Larger pension schemes are more likely to be well governed than small and medium-sized schemes, according to research.
The Pensions Regulator (TPR), which conducted the research to better understand trustees' skills, knowledge and governance, said trustees from larger schemes were more likely to have received training, have greater access to advisers and spend more time on their duties.
Based on 816 interviews with trustees of defined contribution (DC), defined benefit (DB) and hybrid schemes, TPR said the average amount of time spent by a trustee on their duties was nine days per year for small schemes, 12 days for medium schemes and 16 days for large schemes.
The research found schemes administered solely by professional trustees were more likely to be "well run" than those run by lay trustees, for instance in their ability to assess the value for money of investment advisers.

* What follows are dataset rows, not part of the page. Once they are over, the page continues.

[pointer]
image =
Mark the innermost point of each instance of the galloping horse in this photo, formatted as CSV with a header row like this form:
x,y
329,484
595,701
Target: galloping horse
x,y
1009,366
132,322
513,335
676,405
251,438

Lesley Titcomb, chief executive at TPR, said: "While many are doing a good job, there are some concerning findings, such as gaps in investment knowledge and the confidence to apply such knowledge, so we need to do more work to decide how best to address this.
Of the schemes that use advisers, the majority of schemes, 58%, rarely disagreed with their advisers, with a further 24% always agreeing. TPR highlighted agreement could be a sign trustees did not have the knowledge to challenge the advice they received.

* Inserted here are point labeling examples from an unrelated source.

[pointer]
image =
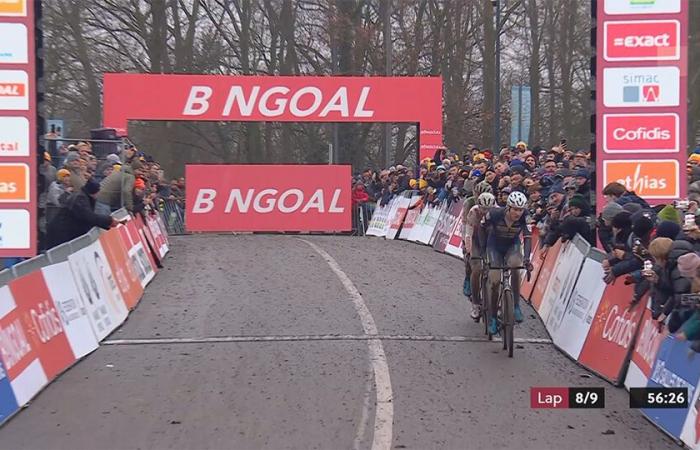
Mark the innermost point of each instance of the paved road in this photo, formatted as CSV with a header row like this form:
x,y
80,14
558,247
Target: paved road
x,y
260,342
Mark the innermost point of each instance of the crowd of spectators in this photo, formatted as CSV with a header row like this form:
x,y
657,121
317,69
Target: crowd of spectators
x,y
79,191
656,248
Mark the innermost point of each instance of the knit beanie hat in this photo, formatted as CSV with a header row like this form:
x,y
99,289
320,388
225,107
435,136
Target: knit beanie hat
x,y
688,264
611,210
670,214
668,229
641,224
622,220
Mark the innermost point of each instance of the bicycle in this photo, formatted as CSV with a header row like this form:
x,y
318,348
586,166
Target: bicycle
x,y
505,309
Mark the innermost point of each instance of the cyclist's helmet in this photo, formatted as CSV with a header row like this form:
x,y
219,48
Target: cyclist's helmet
x,y
482,187
486,200
517,200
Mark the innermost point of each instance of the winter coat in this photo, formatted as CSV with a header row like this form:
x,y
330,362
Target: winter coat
x,y
117,189
631,197
75,219
671,284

The research also found DB schemes were, in general, better governed than DC schemes. The regulator said compared to DB and hybrid schemes, trustees of DC schemes spent less time on their duties.

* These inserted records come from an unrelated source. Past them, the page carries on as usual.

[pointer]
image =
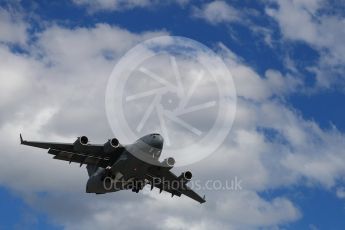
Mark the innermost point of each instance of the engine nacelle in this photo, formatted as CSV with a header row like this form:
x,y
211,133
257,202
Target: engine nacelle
x,y
111,145
80,143
169,162
185,177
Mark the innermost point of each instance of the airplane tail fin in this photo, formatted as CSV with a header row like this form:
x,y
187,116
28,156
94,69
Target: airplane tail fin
x,y
91,169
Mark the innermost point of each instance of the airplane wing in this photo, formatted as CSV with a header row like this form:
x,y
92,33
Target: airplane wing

TPR said schemes used for automatic enrolment showed a "higher level of engagement" with many aspects of scheme governance, such as having board meetings more frequently, and have more formal training in place for their trustees.
The regulator found the largest knowledge gaps - the disparity between what trustees felt they needed to know and what they actually knew - were around pension investment, pension law and the roles and responsibilities of trustees.
Titcomb added she would like an "open debate" with the industry about what an "effective 21st century trustee should look like", and how to get there.